留名留名留名留名留名留名留名留名留名留名留名留名留名留名留名留名留名留名留名留名留名留名留名留名留名留名留名留名留名留名留名留名留名留名留名留名留名留名留名留名留名留名留名留名留名留名

@randsonjs

initial commit
indeed

@nwalter08

BRUH

@kaspermarstal

Well done Linus

@joekim

Wow! Great read.

@guilhermepontes

10 years! :cake: :tada: :balloon: :clap: :clap:

@arno01

Happy Birthday, the information manager from hell ! :birthday:

@louy2

Git is 10 years old! Happy birthday! :birthday:

@Igor1201

10 years of awesomeness!

@zzjin

Git is 10 years old!

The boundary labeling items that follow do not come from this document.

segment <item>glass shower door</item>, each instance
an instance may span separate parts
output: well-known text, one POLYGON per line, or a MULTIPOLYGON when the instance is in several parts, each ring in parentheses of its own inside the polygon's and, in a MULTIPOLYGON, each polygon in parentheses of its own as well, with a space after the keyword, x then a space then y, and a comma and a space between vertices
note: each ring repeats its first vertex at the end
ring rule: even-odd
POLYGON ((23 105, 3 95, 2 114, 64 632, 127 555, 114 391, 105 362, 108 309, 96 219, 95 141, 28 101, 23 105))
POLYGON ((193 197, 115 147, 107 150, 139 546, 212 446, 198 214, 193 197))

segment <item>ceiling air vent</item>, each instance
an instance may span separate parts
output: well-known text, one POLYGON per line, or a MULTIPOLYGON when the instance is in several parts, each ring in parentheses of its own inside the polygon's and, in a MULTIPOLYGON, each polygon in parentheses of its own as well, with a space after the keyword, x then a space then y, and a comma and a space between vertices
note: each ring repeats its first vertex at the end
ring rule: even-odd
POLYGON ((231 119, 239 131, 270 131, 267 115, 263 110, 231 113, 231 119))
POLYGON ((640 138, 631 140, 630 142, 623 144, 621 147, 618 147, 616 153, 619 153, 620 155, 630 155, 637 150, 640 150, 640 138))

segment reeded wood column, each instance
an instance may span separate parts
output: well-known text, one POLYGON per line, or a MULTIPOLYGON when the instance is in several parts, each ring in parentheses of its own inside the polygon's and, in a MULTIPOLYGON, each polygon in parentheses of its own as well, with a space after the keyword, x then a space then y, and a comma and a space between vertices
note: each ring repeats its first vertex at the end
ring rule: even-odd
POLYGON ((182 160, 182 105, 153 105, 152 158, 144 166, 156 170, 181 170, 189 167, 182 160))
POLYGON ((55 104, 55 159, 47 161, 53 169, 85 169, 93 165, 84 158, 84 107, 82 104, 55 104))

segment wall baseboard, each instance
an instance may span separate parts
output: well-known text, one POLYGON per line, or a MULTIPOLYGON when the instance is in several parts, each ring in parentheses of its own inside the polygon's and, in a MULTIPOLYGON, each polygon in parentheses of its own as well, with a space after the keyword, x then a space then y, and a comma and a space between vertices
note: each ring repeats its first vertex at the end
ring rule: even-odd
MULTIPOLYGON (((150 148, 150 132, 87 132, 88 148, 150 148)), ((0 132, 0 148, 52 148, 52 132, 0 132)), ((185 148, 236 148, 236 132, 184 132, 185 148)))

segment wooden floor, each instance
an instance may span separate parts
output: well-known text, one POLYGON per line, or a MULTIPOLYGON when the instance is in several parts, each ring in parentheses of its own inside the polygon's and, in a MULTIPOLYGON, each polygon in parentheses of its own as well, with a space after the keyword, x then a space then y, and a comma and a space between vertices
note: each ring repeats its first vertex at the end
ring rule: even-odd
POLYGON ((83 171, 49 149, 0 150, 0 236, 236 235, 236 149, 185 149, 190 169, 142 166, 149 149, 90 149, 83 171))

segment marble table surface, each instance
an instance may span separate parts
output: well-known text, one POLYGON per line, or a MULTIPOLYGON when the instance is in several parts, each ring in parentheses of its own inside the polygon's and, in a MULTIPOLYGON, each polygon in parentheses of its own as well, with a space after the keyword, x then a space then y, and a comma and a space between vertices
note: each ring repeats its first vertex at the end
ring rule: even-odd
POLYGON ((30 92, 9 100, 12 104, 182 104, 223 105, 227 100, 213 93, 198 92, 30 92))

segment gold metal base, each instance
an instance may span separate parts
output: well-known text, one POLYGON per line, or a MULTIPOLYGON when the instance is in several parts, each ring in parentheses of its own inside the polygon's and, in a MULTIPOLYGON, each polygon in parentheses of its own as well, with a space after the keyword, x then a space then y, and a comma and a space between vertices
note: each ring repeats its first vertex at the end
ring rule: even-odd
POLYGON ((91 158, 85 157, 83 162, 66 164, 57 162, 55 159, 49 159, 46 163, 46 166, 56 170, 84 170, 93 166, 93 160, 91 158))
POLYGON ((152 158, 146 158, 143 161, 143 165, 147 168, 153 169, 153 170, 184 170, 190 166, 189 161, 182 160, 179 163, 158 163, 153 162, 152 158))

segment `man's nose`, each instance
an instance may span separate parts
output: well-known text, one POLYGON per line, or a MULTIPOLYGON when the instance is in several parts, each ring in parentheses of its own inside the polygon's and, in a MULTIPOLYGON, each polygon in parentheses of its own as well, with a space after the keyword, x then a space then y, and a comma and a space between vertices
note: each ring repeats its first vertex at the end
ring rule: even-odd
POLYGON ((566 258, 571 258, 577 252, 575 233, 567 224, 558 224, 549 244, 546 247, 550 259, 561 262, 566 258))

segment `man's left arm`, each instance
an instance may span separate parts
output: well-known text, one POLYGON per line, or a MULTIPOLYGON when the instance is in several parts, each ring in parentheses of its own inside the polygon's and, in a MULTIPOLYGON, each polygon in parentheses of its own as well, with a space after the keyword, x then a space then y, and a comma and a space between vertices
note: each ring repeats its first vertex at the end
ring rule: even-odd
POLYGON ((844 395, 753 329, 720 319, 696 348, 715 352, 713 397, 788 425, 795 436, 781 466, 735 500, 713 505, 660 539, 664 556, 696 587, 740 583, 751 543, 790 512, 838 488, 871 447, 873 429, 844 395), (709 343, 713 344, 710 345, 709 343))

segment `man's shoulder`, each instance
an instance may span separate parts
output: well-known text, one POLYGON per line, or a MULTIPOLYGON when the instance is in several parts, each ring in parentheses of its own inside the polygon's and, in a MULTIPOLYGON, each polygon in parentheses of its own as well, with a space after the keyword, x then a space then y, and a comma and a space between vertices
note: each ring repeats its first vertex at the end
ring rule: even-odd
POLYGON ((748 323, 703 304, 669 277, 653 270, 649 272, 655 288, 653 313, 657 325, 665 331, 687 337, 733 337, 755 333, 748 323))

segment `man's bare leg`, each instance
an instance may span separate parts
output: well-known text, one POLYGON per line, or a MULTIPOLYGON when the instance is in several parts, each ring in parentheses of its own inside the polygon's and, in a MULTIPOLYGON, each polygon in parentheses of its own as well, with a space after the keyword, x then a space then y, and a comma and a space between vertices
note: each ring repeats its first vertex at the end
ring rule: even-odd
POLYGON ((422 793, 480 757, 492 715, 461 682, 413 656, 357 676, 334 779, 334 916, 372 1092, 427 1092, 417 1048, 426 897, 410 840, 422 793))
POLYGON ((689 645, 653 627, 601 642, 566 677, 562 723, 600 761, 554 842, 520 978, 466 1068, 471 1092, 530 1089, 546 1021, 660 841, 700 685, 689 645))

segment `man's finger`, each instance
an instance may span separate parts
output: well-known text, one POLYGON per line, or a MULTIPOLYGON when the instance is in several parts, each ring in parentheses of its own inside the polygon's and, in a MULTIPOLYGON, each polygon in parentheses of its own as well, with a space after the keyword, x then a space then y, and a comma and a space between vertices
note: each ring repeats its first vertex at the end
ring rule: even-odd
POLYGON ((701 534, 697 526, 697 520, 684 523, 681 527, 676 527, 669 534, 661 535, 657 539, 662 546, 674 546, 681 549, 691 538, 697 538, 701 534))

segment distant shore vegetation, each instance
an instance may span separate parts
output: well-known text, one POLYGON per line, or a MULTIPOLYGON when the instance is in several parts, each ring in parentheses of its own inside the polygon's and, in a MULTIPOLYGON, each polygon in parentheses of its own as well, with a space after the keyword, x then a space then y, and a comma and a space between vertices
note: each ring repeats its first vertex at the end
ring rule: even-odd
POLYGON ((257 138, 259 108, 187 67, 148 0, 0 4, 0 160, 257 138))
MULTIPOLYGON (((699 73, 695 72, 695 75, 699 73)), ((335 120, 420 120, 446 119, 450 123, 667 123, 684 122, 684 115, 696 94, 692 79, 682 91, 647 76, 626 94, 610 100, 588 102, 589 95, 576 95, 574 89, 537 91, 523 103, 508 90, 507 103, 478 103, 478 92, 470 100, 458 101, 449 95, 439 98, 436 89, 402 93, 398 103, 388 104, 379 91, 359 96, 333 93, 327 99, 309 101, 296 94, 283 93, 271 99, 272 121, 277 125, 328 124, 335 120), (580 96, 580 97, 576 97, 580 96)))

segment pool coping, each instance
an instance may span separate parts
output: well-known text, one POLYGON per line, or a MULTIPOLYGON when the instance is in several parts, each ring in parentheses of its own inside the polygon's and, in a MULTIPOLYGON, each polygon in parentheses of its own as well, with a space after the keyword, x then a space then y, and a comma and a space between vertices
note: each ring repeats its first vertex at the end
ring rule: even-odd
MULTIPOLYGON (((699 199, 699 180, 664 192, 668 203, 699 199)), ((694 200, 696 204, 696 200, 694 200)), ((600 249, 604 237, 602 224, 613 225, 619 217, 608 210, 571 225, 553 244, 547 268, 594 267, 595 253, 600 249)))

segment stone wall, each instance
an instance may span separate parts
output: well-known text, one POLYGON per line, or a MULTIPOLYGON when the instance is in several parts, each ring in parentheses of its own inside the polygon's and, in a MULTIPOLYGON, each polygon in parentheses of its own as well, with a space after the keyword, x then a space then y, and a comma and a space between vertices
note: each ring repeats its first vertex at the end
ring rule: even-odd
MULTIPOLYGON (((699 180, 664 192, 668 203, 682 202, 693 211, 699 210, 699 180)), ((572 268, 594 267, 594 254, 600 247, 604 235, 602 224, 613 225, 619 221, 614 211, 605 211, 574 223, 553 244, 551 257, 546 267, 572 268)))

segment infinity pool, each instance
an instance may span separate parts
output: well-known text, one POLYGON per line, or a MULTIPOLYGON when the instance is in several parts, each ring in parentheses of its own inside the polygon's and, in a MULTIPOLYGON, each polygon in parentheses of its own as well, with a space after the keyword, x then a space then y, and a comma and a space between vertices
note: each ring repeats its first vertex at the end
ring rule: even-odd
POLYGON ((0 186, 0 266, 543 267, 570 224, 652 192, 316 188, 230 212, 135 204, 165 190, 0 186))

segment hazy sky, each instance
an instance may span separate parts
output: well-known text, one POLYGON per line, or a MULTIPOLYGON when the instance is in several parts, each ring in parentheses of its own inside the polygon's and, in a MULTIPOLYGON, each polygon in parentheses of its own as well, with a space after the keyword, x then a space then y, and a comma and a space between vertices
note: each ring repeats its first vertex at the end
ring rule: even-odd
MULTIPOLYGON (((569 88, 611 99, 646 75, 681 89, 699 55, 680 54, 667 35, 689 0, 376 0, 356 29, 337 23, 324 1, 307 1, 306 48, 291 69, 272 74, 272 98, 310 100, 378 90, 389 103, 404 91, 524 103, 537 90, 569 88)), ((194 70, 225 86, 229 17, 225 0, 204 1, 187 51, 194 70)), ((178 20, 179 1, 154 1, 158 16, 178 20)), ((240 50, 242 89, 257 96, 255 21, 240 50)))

WHAT!
Happy birthday! :birthday:

@OE8CLR

Happy Brithday =)

@giulioprinaricotti

Happy 10th anniversary!

@yvt

+1

@vassilevsky

Спасибо, Линус!

@ebrian

K, throwing my hat in the ring.

@Aorjoa

+1024

@SydOps

IT World was changing from here.

@fcladera

Just amazing!

@vijairaj

It's impressive to see how this seed has germinated to a great ecosystem now.
Please see the snapshot of this commit with additional annotation and a quick demo of how this can be used as an SCM.

@voku

git init --template=:heart:

@yaszim23
@Wingie

e83c516 the sha that began it all...

@donhui

mark

@wtser

厉害

Please sign in to comment.
Something went wrong with that request. Please try again.